Written by: Center for Care Innovations

We had not intended to schedule our fall SNIN meeting on Election Day—it just happened. We were a bit chagrinned when we realized the timing, but this was not the first time the conference had coincided with a day when the future of American healthcare hung in the balance. In 2012, our very first SNIN meeting was held on the day the Supreme Court upheld key sections of the Affordable Care Act. It felt like an auspicious connection. The election last week, however, did not.

The Affordable Care Act has been hugely impactful on all of our work in healthcare. For the last five years, nearly every program CCI has run has been framed around meeting the challenges of implementing the ACA, or of the shifts in payment structures that have since followed. Millions of uninsured surged into the healthcare system, and we worked to help both payers and providers adapt to the changes this influx brought to the landscape. Part of that has meant focusing more deeply than ever on the needs of the most vulnerable patients. In this moment of uncertainty it is important for us to consider the possibility that much of our work could be impacted.

While it is unclear what will happen next, we know that repealing the ACA in its entirety would bring huge chunks of our health system to a screeching halt. Twenty-two million people could lose their coverage. So, many believe that the new administration would roll back only parts of the law, or would replace it with their own vision. As this op-ed in the New York Times pointed out, leaving just the politically popular parts of the ACA could create an even more untenable system.

Still some of the discussion is cautiously optimistic: with political deadlock in Washington finally broken, they say, the government can tweak or trim the parts of the ACA that haven’t worked as well as intended. We all know the ACA is an imperfect law, so perhaps this is a great opportunity. If cooler heads prevail, the net result may be a step forward for our health system.

Until we begin hearing actual proposals, all of this is mere speculation. And speculating in this time of uncertainty is important. But perhaps more important is beginning to make preparations for the different scenarios.

We have a responsibility to not do the easy thing and preserve our own margins at the cost of doing the best for the health of our patients. It may be tempting to abandon innovation, improvement, population health, patient engagement, human-centered design, value-based payments and all the other facets of transformation that we’ve all been taking up the last few years.

We can’t let that happen. We have to prevent a slide-back. More importantly, we have to soldier on with payment reform and a shift to data-driven population health management. Nothing would be worse than leaving these tasks half-done. Work will be harder. Days will be longer. But we can’t go back. The only way out is through.

This isn’t about politics. It’s about caring for our most vulnerable and needy patients. We all know that legal, financial and social stress can have major negative health effects. If we are serious about caring for our patients and reducing the costs of providing that care, we need to be their advocates and defenders outside the exam room.

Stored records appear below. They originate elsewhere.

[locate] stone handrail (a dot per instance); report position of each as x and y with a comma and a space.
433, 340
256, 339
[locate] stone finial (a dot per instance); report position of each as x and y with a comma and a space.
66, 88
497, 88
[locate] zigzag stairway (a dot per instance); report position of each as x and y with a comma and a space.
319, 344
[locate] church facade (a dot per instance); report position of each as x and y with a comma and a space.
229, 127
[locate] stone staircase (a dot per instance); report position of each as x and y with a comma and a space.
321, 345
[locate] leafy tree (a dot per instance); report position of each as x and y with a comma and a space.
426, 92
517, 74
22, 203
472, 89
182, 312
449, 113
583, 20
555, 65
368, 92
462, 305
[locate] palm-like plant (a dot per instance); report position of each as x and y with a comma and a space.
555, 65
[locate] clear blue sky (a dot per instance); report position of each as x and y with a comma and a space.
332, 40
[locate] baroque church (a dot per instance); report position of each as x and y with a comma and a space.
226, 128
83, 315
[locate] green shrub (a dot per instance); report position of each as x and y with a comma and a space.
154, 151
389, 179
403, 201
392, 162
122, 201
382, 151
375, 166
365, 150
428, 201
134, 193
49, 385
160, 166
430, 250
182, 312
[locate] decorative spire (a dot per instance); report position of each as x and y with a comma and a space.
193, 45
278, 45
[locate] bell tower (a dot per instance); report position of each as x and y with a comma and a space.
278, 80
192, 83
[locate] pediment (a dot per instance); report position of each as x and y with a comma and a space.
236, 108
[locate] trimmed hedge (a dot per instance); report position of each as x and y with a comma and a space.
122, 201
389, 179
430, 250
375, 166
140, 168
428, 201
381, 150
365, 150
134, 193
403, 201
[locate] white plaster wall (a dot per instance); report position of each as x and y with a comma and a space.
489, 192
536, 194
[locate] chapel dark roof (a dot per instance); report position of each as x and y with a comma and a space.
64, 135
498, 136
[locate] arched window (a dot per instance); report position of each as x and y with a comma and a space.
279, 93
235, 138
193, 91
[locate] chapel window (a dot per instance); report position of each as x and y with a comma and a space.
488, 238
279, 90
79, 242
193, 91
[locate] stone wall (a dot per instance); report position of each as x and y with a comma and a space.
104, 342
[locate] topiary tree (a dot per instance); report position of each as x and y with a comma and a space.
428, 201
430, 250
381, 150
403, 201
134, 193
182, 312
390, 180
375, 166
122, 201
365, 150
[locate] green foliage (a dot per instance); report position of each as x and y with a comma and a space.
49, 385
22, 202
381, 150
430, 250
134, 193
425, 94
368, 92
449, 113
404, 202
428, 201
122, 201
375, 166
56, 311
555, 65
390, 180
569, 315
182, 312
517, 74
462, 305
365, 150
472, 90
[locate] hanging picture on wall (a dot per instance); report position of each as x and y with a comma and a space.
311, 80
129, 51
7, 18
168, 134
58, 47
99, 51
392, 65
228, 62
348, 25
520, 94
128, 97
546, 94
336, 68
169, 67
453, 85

How do we manage all this, when the work community health organizations were doing before this election was already such a struggle? Our SNIN meeting last week was organized around a theme of “recruitment, resilience and retention.” These are themes will be even more vital in the days ahead.

At SNIN we looked at a number of methods for approaching recruitment, resilience and retention. Our keynote speaker from Delivering Happiness explained how Zappos found the key to customer satisfaction through focusing on employee happiness first. Given this clear ROI on happiness isn’t going away in the coming landscape, we want to continue that conversation.

Delivering Happiness also led a workshop on finding and centering one’s values. This begins by looking at how good times are powered by values working as intended, while unhappy times are accompanied by a failure of our values. Finding one’s values through this method feels more authentic than simply sitting down and deciding how one’s organization would like to present itself. And authentic values inspire commitment and action. In the wake of Tuesday’s news, this values exercise felt unexpectedly cathartic.

Futures Without Violence also had a timely presentation in our Gallery of Innovation, sharing evidence-based strategies for dealing with trauma and stress. These can be as simple as pausing to take ten slow breaths, which helps flush cortisol for hours to come. These can be the building blocks of creating a trauma-informed workforce that can better address the pain and violence in their own lives and the lives of their patients. Many safety net patients are indeed feeling scared, vulnerable or traumatized these days, and it’s critical that clinic staff and providers are able to take that into account in their work.

Teach for America shared their success getting young people to sign up for some of the hardest teaching positions in the country. Their secret is starting recruitment early, with a presence on campuses that gets students interested in the program before they even know for sure that teaching is what they want to do. It’s not that hard to imagine health centers doing the same thing, reaching out on college campuses and building a career on-ramp that helps many more people see themselves working in the safety net.

These and other organizations, from Outward Bound to La Maestra Family Clinic, shared lessons and perspectives on these challenges that all community health centers struggle with. And what is so encouraging is that the lessons of SNIN also feel like the lessons for continuing the vital work we do after the shake-up of this election.

Invest in your people, because the work you are asking them to do will be harder. Carve out time for learning and play, because those will invigorate you for the tougher fights. Articulate and live your personal and organizational values, because it’s the mission that makes this work worth doing.